I wonder how widespsread the benefit of ISO referencing to the mainstream public is, which is the essential target group of wikipedia. The added value of that section is awfully limited, and just helps ISO commercially, but very few people care. I would estimate the proportion of the readers who care, or are understanting what ISO language referencing is at around 0.01% of the readers, therefore questioning whether this info is relevant, whether it is of wiki standards, and whether it helps readability Vs being a total digression. Also the international standrad ISO is mor NOT adopted than adopted by many around the world. Other than that the article is brilliant, though.--GeeeFlat 10:11, 17 August 2006 (UTC)

Total Number of Persian Speakers


Here is up-to-date information from Joshua Project:Iran Population Breakdown by language. The data is recent and is based on UN estimate for 2006. According to this report, the following groups are the Persian-speaking people in Iran:

Persian 24,868,000 , Farsi, Western Persian, Dari 1,725,000 , Farsi, Eastern (Dari) Tajik, Tadzhik 61,000 , Tajiki Takistani 224,000 , Takestani ... UN Country Population (2006) 70,324,000

So, total persian speakers in Iran will be approximately 27,898,000 in 2007.


Aimaq,Char 273,000 (Aimaq) Aimaq,Firozkohi 271,000 Aimaq, Hazara 211,000 Aimaq, Jamshidi 120,000 Aimaq, Taimani 541,000 Aimaq, Timuri 135,000 Hazara 2,572,000 (Hazaragi) Parsee 13,000 (Parsi-Dari) Persian 103,000 (Western Farsi) Persian, Dari 1,041,000 (Eastern Farsi) Tajik 7,149,000 (Tajiki Persian) Qizilbash 13,000 (Eastern Farsi)

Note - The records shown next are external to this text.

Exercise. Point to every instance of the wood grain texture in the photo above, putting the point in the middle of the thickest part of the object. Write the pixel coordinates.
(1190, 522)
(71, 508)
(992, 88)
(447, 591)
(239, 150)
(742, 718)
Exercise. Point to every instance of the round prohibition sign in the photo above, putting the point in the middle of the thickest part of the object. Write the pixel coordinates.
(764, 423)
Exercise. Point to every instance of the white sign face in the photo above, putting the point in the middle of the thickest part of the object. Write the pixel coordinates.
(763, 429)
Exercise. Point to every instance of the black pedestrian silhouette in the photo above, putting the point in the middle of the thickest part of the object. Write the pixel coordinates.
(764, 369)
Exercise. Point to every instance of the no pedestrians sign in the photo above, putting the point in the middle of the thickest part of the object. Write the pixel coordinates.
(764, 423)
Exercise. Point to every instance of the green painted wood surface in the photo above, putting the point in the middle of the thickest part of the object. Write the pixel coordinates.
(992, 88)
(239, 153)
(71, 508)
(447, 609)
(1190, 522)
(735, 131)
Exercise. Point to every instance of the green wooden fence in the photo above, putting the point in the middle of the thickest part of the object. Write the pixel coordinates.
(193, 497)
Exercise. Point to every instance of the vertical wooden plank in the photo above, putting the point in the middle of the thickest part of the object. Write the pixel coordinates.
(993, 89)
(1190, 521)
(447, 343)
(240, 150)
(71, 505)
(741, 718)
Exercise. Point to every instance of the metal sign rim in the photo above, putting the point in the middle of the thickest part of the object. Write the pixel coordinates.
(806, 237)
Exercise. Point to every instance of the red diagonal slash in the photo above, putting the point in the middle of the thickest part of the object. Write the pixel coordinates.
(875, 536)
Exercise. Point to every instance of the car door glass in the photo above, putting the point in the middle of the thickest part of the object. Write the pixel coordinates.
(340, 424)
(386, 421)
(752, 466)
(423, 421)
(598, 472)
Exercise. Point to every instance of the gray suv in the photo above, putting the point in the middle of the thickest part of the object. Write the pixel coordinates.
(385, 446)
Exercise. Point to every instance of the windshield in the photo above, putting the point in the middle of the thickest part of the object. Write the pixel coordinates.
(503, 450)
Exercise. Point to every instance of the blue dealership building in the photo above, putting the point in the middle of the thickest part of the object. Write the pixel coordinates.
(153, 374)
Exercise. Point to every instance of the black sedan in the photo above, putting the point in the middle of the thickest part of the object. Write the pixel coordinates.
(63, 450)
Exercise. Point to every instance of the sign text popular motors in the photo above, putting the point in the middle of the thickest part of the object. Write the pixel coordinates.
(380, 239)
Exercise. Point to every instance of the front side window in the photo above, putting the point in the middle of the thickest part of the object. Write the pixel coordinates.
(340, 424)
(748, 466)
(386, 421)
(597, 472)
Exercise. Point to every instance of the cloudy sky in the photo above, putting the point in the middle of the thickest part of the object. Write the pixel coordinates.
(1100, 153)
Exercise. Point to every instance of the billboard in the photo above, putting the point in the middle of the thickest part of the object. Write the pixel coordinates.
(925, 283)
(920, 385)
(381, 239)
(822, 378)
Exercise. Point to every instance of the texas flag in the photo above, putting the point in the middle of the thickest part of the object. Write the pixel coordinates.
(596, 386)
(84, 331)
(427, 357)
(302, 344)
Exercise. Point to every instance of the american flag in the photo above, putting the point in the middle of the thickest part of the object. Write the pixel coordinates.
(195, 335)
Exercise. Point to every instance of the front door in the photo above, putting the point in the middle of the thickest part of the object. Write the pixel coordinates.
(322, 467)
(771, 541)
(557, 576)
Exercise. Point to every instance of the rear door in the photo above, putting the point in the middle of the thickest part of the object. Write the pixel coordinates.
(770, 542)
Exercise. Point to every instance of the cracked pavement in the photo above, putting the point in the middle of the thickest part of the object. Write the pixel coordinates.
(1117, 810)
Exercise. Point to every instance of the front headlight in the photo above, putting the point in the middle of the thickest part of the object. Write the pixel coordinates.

... UN Country Population (2006) 31,082,000

So, total persian speakers in Afghanistan will be approximately 09,442,000 in 2006. Though there has never been an official sensus made in Afghanistan, after pashtoons 65% of the population, Tajiks make the second largest ethnic group in Afghanistan with an estimated 15% of the total population. The following link provides a very good insight about some of the unofficial sensus that has been made over the years in Afghanistan:

                actually most pashtoons in afghanistan speak farsi as well so that would boost your persian speaking people in afghanistan up alittle bit :).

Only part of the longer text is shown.